Talvez por isto mesmo Miho soubesse que na semana seguinte os encontraria
intactos, imóveis, perfeitamente inalterados.
A última coisa que alguém poderia esperar de uma pessoa assim, tão
deslocada no tempo e no espaço, é que fosse sistemática e previsível. E era.
Como era robotizada! Seus dias em pouco diferiam, mês após mês, ano após
ano. Não havia calendário em lugar algum, relógio só o da torre, visível apenas
pelo basculante do banheiro. A pontualidade de suas ações repetitivas era um
espanto. Todos os dias ao cair da escuridão a velha, já com o único par de
pantufas que possuía, hidrofóbico, preparava o café para se deitar. Será que ela
não sabe que cafeína prejudica o sono? Mas o que eram alguns miligramas de
cafeína perto de uma dose máscula de sonífero que ela conseguia sem receita
médica e sem dinheiro do sempre tão cuidadoso porteiro?
Enquanto sua mente lhe permitia, arrastava-se pelo quarto a cada trinta
minutos para retornar a agulha da vitrola, agulha esta casada com aquele risco
enorme no meio da última faixa. Ela nem possui mais a curiosidade de saber
como termina aquele dueto na composição de Ary Barroso e muito menos vira o
LP. Afinal, se sua vida não tinha Lado A, por que haveria de tê-la a bolacha? Se o
sol a desperta esbofeteando-lhe a face todos os dias do inverno da mesma
forma, por que ela se atreveria a modificar a ordem do universo e ouvir outras
canções? Se até a lua tinha seu lado negro, não o teria também sua relação com
a vitrola? Razões que sua psicodélica razão nem desconfia. Fato é que o risco da
última faixa é a trilha sonora de sua entrada triunfal ao mundo dos loucos, e,
horas depois, da entrada vitoriosa do sol pela fresta da janela. Todos os dias
entre onze horas e meio dia este evento ocorria. Era impossível preservar o
desejável estupor com esta luz nos olhos. De pé, pantufas nos pés, pés no
abismo. E tinha início nova etapa da mesma espera dolorosa. A espera da hora
de novamente encarar seus medicamentos manipulados, seu cigarro, seu
travesseiro...
Ela odiava o alvorecer, que em seu mundo se dava ao meio dia, pois era
quando estaria mais frontalmente exposta ao mais próximo daquilo que se tem
por realidade.
Evitava olhar para o baú de couro de vaca no canto daquele cômodo, onde
repousavam incólumes dezenas de livros, quase todos nunca lidos. Restos de um
passado que nunca vivera realmente. Era como a lápide de uma jovem morta há
anos, antes mesmo de ela própria nascer. Como seria esta jovem hoje? Aí está o
pensamento mais proibido de todos. Ela sequer cogitava pensar em pensar em
algo parecido. Por isto nunca mais se abaixara diante dos livros, nem mesmo
para pegar a bituca de cigarro que no baú caíra certa vez afrontando a ditadura
do branco-e-preto daquilo que um dia foi uma vaca malhada. Miho certamente se
encarregaria. E se encarregou mesmo, até com certa satisfação, pois a vaca
malhada agora é chique que nem ela: Tem tatuagem e é tricolor.

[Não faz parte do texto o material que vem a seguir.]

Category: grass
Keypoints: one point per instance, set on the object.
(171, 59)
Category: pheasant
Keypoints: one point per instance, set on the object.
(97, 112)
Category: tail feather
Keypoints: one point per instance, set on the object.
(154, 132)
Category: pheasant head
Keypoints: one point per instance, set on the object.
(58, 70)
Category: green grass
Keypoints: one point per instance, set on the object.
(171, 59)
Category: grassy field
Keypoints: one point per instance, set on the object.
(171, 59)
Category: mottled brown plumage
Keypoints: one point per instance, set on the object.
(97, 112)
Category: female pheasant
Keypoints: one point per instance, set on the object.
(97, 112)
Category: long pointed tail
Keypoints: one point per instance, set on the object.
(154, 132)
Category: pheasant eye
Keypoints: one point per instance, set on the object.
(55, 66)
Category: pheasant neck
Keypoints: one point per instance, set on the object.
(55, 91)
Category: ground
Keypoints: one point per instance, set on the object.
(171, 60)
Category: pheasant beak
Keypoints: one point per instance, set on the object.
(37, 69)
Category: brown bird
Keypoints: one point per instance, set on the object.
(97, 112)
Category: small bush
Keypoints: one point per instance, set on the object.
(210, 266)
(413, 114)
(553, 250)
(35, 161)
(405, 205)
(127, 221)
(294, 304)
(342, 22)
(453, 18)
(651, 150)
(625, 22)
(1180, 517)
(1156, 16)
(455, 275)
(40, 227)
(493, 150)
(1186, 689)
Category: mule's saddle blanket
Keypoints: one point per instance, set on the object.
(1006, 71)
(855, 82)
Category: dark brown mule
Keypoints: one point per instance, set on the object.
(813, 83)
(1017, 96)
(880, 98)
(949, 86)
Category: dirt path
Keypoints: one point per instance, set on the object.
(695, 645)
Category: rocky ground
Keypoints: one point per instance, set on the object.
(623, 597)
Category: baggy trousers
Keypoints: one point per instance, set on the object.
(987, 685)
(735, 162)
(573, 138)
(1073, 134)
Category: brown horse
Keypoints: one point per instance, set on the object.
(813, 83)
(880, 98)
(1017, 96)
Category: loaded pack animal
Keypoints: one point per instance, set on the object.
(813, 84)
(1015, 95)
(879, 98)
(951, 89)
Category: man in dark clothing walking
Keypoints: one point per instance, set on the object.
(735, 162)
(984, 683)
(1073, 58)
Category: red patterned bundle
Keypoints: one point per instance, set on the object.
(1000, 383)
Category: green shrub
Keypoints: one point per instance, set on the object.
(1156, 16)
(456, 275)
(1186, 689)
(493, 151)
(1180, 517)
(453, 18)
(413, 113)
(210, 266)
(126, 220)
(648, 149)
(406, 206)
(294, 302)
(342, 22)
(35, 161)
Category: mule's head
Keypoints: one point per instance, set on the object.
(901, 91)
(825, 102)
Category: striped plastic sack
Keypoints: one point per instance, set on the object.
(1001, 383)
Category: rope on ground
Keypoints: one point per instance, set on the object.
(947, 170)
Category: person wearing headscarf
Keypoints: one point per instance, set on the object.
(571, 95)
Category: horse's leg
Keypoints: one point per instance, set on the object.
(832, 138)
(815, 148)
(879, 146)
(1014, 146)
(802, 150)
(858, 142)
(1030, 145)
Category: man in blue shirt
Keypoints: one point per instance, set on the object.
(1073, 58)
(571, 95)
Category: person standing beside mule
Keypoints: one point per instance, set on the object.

Nutria pela tia um grande afeto, já que Miho era a única pessoa viva com
quem a velha porca mantinha diálogo de mais de cinco minutos (se é que um
monólogo intercalado por vários “hum-hum” espaçados pode ser classificado
como diálogo!). Mas mesmo assim Miho sabia que a velha precisava ouvir sua
voz, sentir seu abraço, ser admoestada, ser tratada como criança às vezes. Bem
pode ser que estas ações a conservassem em formol, quase viva, ainda neste
século. Caso contrário sabe-se lá o que poderia ser da vida (?) da velha.
Eles se namoricavam, é verdade, mas uma relação definitiva era algo que
Vanderval jamais especulou para si. Claro que gostava dela! À sua maneira.
Adorava seus seios, suas coxas, sua cintura deformada pela cinta modeladora,
sua boca deliciosa, seus longos cabelos e suas unhas vermelhas que pareciam
ávidas por carne fresca. Se cheirasse melhor poderia até ser a mulher de sua
vida, mas ninguém é perfeito. Ele pensava com taquicardia nas anáguas
sobrepostas que estaria manuseando naquela mesma noite. Já ela se sentia a
mais preparada e amada das moças, uma vez que lera todos os romances de
sabonete e, portanto, possuía vasta experiência em relacionamentos afetivos,
adorando atender esporadicamente como consultora sentimental das amigas.
Tão experiente que não se esquecera do laxante no dia anterior “que é para
murchar a barriga”.
Não foi.
Pronto! Estava dado o tiro de partida de uma corrida que jamais teria fim.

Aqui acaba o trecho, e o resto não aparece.